Since moving to the UK from Jamaica in the early 1960s, Beverley Bryan has become a prominent figure in the history of activism in the UK. Alongside academic endeavours like writing essays and books to raise awareness of the experiences of black women, Bryan has worked alongside communities in organisations such as the Brixton Black Women’s Group and the Black Parents Movement to advocate for the rights of black women in the UK.

You can read more about Bryan’s inspiring story here.

Deborah Elizabeth Whaley

Black Women in Sequence: Re-Inking Comics, Graphic Novels and Anime

Deborah Whaley is an accomplished scholar, having achieved a PhD from the University of Kansas and having held various academic positions, including Senior Scholar for Digital Arts and Humanities for DSPS and Administrative Fellow in the College of Liberal Arts and Sciences Office of the Dean.

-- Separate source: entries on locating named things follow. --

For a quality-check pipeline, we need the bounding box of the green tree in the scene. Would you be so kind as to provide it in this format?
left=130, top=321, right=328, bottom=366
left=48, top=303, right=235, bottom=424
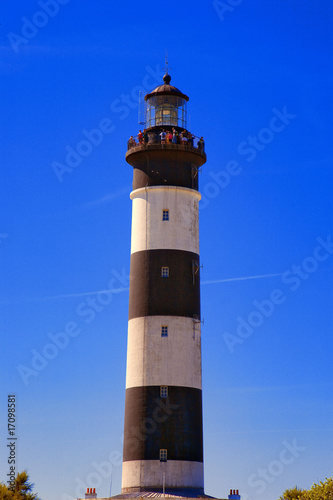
left=0, top=470, right=40, bottom=500
left=279, top=477, right=333, bottom=500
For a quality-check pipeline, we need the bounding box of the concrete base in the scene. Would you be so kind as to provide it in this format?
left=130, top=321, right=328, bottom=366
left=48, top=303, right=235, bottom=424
left=76, top=491, right=228, bottom=500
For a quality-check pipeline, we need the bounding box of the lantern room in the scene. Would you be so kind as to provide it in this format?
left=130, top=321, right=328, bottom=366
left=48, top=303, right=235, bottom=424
left=145, top=73, right=189, bottom=129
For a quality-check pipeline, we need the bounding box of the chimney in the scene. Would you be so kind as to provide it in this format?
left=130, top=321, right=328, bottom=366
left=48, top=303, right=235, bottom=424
left=84, top=488, right=97, bottom=499
left=228, top=490, right=241, bottom=500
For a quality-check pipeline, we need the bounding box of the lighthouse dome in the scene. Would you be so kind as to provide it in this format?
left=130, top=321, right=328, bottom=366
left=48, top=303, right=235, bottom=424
left=145, top=73, right=189, bottom=101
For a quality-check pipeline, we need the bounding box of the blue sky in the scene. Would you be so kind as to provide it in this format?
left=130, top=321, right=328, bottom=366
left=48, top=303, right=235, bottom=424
left=0, top=0, right=333, bottom=500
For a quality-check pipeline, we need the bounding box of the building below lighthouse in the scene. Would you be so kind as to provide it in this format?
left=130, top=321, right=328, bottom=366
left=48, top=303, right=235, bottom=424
left=77, top=71, right=240, bottom=500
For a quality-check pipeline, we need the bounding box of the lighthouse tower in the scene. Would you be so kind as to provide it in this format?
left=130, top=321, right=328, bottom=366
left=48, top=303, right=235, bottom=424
left=122, top=72, right=206, bottom=497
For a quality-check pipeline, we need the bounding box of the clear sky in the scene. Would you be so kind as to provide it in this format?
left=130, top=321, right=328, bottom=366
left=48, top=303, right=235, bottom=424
left=0, top=0, right=333, bottom=500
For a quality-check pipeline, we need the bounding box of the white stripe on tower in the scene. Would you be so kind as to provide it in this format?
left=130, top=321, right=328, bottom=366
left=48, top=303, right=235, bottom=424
left=131, top=186, right=201, bottom=254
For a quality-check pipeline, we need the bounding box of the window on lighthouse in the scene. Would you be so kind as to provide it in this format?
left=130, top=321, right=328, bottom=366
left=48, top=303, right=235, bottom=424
left=161, top=267, right=169, bottom=278
left=160, top=385, right=168, bottom=398
left=162, top=210, right=169, bottom=220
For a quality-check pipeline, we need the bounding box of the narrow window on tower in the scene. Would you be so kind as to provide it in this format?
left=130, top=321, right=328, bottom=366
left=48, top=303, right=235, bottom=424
left=161, top=267, right=169, bottom=278
left=160, top=449, right=168, bottom=462
left=161, top=325, right=168, bottom=337
left=160, top=385, right=168, bottom=398
left=162, top=210, right=169, bottom=220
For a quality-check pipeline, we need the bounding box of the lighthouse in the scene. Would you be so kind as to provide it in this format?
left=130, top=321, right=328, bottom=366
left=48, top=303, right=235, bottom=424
left=122, top=70, right=206, bottom=497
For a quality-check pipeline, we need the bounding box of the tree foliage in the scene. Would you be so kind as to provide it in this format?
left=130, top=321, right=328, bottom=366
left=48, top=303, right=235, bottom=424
left=279, top=477, right=333, bottom=500
left=0, top=470, right=40, bottom=500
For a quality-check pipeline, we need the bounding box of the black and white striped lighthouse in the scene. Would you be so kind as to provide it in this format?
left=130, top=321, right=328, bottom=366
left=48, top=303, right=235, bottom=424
left=122, top=72, right=206, bottom=497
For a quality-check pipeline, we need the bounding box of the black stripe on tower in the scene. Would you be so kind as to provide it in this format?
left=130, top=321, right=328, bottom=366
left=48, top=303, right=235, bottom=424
left=129, top=250, right=200, bottom=319
left=128, top=150, right=204, bottom=190
left=123, top=386, right=203, bottom=462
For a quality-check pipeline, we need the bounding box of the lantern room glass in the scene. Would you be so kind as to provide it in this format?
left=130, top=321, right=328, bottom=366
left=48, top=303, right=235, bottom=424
left=146, top=95, right=187, bottom=129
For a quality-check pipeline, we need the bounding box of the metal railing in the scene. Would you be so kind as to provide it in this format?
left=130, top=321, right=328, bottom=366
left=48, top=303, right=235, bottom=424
left=127, top=130, right=205, bottom=153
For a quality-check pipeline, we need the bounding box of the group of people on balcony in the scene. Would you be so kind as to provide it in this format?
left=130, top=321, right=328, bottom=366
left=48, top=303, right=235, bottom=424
left=128, top=127, right=205, bottom=151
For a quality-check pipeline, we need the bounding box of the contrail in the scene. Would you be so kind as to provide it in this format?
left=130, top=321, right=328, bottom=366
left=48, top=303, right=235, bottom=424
left=201, top=273, right=282, bottom=285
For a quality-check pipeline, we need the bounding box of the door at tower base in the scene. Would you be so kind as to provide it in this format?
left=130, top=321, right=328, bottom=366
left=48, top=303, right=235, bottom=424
left=122, top=460, right=204, bottom=495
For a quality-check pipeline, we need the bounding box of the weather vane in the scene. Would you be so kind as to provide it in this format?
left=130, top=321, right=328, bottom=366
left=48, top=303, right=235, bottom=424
left=163, top=49, right=172, bottom=75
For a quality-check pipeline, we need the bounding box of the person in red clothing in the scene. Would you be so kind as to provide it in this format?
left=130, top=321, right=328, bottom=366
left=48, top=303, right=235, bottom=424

Outside of academia, Whaley has published original art and poetry about social movements and popular culture. Achieving highly in this field too, Whaley was nominated for a Rhysling Poetry Award in 2018.

Barbara Ransby

Making All Black Lives Matter: Reimagining Freedom in the 21st Century

Barbara Ransby is a self-described historian, writer, activist, and professor. Currently, Ransby works at the University of Illinois, Chicago, holding the positions of John D. MacArthur University Chair and Distinguished Professor in the Departments of Black Studies, Gender and Women’s Studies, and History.

Ransby also directs the campus-wide Social Justice Initiative, which works to promote the connections between academics and community organisers doing work on social justice.

Safiya Nobel

The Intersectional Internet: Race, Sex, Class, and Culture Online

Dr. Safiya Noble is a Professor of Gender Studies and African American Studies at the University of California. Noble’s research focus is internet studies, and she is a board member of the Cyber Civil Rights Initiative, which helps those vulnerable to online harassment.

Brendesha Tynes

The Intersectional Internet: Race, Sex, Class, and Culture Online

Dr. Brendesha Tynes is a Professor of Education and Psychology at the USC Rossier School of Education. Tynes’ research looks at youth experiences with digital media and equity in digital literacy. She is currently principal investigator on three primary projects: The Teen Life Online and in Schools Project (TLOS), the E-Cope Project, and the Digital Equity Project. Learn more about these projects here.

Octavia E. Butler


Octavia E. Butler was a prolific African American author, who won a PEN West Lifetime Achievement Award for her body of work. Butler is known for her lean prose, strong protagonists, and social observations.

Although Butler’s books have now gained notoriety, it was only after the time of her death that interest in her books began to rise. Some argue that this is due to her novels exploring themes of Black injustice, global warming, and women’s rights, as these were not such widely discussed topics in the 80s and 90s.